A typical day lately (you know, since he found out an honest-to-God publisher took me seriously) is to listen to my novel talk with a steady nod. (Don’t try to imagine how it was before. You’ll sprain something.)
So here’s what happened:
I spent an entire hour trying to figure out what new city to send my main character to in Prototype. Getting my characters out of areas I’ve already set practically gives me hives. I don’t travel. Not really. I work from home, so humans could have evolved in some way for all I know. But yeah, an hour, only to remember with much frustration that my world is set in the future and what are the chances that these places still exist??

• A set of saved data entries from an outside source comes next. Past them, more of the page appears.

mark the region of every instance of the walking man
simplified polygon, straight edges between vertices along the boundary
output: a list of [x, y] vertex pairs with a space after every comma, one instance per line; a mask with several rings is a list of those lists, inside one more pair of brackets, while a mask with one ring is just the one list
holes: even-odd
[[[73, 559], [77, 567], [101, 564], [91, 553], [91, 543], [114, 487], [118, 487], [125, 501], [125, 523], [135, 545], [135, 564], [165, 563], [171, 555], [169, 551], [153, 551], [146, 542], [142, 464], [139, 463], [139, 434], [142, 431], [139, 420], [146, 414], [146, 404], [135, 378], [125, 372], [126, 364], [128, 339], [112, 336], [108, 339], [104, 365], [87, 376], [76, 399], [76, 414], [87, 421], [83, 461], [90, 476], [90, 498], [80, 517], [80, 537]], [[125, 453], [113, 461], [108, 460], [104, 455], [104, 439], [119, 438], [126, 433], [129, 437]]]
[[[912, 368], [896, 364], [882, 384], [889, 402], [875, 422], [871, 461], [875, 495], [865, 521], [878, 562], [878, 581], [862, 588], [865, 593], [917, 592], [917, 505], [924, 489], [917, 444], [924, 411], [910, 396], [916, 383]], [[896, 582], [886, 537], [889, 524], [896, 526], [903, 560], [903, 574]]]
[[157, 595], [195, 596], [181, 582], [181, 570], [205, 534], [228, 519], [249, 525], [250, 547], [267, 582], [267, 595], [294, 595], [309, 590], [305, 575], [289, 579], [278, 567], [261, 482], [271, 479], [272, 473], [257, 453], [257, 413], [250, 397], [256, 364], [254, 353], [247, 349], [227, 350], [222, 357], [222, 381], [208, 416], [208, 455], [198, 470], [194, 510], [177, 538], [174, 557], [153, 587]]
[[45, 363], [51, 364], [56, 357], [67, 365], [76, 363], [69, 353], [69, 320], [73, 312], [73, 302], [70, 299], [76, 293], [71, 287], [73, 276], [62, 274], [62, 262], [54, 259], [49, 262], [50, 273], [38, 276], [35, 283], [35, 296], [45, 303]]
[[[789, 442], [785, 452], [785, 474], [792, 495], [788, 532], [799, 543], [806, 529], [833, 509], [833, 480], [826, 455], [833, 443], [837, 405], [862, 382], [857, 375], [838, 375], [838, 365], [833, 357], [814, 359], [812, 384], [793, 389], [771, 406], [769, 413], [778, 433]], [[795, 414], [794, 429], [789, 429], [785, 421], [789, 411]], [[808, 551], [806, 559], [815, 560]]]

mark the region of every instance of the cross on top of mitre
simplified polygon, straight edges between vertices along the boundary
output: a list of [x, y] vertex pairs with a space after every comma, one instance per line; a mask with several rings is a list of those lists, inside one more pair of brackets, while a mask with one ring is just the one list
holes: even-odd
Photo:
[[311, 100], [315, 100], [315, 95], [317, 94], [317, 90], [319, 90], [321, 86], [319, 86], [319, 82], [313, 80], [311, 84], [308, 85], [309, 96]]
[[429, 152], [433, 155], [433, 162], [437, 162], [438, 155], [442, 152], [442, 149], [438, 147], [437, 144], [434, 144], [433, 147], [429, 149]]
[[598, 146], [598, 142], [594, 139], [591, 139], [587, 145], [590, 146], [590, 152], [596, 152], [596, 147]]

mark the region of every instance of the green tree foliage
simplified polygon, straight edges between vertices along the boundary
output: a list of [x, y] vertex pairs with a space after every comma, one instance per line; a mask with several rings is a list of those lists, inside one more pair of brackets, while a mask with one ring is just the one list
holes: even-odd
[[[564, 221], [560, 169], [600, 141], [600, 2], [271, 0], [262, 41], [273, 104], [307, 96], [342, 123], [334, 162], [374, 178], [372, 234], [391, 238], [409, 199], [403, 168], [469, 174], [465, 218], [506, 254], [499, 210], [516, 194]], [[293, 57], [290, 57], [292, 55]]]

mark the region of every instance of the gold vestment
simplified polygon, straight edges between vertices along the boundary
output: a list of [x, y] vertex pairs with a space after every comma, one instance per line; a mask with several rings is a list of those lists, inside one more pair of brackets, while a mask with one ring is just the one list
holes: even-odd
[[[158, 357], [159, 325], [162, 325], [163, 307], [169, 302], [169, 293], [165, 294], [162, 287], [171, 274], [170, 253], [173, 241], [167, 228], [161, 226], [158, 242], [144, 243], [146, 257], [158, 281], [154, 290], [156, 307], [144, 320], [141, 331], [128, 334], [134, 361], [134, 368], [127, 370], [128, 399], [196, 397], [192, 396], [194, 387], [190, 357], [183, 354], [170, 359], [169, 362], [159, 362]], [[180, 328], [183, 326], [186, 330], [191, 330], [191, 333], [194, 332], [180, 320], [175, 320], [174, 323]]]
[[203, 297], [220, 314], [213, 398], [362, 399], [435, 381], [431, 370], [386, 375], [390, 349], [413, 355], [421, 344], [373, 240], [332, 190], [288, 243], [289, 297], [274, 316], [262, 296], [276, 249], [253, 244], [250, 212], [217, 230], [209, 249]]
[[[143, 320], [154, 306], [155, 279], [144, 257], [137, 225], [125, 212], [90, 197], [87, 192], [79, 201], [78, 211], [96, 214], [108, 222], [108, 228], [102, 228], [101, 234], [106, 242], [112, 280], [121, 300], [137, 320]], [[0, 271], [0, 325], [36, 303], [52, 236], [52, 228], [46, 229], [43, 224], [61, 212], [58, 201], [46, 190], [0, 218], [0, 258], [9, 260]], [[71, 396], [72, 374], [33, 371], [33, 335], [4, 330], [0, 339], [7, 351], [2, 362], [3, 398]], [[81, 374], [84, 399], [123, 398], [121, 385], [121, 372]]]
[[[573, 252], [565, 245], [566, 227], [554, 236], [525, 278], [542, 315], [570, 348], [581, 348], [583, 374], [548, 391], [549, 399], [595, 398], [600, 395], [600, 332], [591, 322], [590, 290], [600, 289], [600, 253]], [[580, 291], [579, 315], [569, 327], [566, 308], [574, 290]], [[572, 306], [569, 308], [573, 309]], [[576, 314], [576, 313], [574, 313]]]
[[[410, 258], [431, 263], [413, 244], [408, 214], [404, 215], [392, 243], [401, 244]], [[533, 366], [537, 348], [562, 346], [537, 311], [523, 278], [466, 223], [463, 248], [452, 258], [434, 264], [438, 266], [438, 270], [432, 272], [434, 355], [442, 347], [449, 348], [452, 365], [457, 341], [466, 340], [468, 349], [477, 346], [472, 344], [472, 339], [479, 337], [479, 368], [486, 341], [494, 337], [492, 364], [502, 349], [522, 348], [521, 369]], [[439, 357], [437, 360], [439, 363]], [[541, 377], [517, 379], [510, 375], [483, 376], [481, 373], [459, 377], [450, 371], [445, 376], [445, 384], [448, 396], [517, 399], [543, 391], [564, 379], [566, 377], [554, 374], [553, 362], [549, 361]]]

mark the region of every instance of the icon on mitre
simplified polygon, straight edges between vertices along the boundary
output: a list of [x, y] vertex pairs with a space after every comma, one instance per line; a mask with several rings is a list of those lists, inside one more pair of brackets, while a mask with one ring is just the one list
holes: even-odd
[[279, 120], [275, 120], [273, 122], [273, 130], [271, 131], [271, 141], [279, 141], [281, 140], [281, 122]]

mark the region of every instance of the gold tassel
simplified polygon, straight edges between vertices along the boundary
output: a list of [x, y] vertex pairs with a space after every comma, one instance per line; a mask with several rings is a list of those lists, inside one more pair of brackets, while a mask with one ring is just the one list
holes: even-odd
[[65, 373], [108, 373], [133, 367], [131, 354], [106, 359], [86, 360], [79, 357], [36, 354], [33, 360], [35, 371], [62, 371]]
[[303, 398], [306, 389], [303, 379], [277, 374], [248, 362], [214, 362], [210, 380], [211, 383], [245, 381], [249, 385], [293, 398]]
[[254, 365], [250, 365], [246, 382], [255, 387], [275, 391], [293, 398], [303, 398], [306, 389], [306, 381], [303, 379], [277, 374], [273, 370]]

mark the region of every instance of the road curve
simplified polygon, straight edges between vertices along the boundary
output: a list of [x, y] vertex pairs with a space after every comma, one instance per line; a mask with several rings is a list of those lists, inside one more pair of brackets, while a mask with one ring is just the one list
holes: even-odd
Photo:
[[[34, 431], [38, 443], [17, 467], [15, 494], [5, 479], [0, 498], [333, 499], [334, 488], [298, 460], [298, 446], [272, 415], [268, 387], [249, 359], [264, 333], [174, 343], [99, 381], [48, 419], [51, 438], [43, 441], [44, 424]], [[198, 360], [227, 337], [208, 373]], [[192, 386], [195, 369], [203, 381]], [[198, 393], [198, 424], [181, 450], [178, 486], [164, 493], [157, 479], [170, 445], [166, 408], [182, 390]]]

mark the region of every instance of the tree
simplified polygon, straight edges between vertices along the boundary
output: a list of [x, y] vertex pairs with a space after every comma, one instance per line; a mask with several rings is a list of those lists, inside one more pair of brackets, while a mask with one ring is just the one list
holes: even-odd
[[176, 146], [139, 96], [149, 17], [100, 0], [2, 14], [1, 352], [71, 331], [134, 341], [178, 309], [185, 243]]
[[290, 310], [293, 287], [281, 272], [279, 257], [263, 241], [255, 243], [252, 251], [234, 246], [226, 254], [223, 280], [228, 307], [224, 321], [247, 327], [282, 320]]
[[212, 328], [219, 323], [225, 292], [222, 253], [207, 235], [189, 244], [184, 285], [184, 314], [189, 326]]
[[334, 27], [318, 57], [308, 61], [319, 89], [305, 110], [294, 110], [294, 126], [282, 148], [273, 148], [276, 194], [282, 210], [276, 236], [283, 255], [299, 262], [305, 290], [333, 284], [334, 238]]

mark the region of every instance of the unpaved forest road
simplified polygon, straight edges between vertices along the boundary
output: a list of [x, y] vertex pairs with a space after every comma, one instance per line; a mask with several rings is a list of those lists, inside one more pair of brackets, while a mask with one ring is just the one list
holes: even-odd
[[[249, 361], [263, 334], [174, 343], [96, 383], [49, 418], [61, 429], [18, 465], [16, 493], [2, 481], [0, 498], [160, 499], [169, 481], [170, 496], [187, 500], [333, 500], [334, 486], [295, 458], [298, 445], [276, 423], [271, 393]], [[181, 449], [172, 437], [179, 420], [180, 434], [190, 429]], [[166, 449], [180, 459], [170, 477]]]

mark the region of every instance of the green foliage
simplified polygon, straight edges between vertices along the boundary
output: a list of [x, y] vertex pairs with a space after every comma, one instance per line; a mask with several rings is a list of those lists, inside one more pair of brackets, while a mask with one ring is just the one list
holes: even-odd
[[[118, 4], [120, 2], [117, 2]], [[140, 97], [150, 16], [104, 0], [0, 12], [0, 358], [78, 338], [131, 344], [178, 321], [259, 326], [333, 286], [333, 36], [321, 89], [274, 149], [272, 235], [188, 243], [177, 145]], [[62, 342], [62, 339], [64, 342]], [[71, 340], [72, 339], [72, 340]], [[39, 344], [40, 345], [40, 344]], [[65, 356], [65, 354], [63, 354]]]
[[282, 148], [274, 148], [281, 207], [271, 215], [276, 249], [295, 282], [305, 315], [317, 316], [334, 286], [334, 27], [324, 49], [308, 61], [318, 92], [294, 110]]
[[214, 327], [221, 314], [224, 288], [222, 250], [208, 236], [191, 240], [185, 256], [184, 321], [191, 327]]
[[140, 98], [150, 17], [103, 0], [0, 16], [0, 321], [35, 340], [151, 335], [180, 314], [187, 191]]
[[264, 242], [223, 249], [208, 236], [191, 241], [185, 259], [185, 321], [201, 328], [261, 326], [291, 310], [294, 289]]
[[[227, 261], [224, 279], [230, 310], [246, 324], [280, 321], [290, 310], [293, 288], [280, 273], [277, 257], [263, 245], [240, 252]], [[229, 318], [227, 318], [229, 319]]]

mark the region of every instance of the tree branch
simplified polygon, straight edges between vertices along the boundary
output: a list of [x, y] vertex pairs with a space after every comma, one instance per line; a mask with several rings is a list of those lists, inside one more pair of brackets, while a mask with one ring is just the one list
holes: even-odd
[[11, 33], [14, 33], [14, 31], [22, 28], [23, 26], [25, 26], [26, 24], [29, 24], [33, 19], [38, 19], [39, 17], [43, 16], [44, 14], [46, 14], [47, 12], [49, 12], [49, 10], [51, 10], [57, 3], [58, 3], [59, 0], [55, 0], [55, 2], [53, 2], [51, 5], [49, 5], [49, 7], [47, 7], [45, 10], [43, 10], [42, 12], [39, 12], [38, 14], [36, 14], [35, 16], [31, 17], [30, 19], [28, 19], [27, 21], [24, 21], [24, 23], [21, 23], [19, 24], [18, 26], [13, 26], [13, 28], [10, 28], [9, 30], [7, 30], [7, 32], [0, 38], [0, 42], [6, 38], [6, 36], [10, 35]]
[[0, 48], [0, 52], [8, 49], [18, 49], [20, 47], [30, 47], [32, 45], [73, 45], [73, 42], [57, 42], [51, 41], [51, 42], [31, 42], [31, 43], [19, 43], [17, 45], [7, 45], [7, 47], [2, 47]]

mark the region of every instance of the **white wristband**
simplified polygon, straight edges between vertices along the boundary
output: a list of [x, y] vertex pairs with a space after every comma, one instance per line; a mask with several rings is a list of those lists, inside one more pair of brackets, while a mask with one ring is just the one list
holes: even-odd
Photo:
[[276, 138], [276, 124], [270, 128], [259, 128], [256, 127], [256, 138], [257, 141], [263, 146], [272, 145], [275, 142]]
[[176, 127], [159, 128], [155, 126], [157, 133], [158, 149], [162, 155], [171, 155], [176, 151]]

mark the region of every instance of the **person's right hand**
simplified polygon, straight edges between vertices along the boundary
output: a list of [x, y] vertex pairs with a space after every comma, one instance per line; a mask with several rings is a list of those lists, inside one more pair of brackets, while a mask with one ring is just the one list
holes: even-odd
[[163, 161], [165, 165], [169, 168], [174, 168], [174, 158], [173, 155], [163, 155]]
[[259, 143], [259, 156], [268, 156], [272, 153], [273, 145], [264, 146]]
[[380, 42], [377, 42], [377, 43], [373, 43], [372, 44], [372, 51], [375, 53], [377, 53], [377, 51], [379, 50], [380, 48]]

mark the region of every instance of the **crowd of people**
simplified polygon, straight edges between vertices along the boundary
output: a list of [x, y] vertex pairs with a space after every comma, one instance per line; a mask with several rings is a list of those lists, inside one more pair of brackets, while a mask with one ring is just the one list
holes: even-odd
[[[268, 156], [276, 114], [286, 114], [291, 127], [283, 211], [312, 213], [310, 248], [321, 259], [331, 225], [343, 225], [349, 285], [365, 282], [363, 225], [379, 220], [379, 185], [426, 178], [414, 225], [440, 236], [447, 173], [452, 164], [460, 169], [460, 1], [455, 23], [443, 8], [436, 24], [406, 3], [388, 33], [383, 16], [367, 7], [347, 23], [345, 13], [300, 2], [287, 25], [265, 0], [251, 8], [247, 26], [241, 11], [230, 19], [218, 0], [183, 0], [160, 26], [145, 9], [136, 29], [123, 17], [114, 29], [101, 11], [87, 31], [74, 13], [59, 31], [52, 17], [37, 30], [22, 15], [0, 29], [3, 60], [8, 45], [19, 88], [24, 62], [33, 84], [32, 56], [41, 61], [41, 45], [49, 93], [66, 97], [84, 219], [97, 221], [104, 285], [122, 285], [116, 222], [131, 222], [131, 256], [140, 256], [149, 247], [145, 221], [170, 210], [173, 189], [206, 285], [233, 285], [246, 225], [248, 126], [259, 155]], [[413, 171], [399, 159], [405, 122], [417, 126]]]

He’d been gone that evening, so when he returned, he asked me how the writing went. And I told him. I told him where I wanted to send my character and how I wasted an hour on Google images and how none of these places can exist for reasons I already set up in Archetype.
This is when my hubs pulls his I’m gonna say something literal in my sarcastic voice move. The go-to method for every Waters man (I do mean every) when they need to say something, but really have nothing of value to add. He can’t just pat my head and say, Sorry, babe. Better luck tomorrow. Which would have been fine. I was just venting. I don’t actually require answers to my world-ending problems when I vent.
Except he literally says what I needed to hear. He reminds me of a future prediction—the layman’s version.
Yep. That’s all he said. Meant to deter me? Be cute? I don’t know. Be a jackass? Absolutely. (God love him.)
All I know is I saw it.
If it hadn’t been after midnight, I might have gotten started right then. He saved my novel. Or at least that part. I got one tiny idea from his sarcastic answer and spawned this entire crazy city that seriously blows my mind.
And next year, you get to read it)))))
Good Lord. Will somebody tell my husband to stop strutting like he’s the man?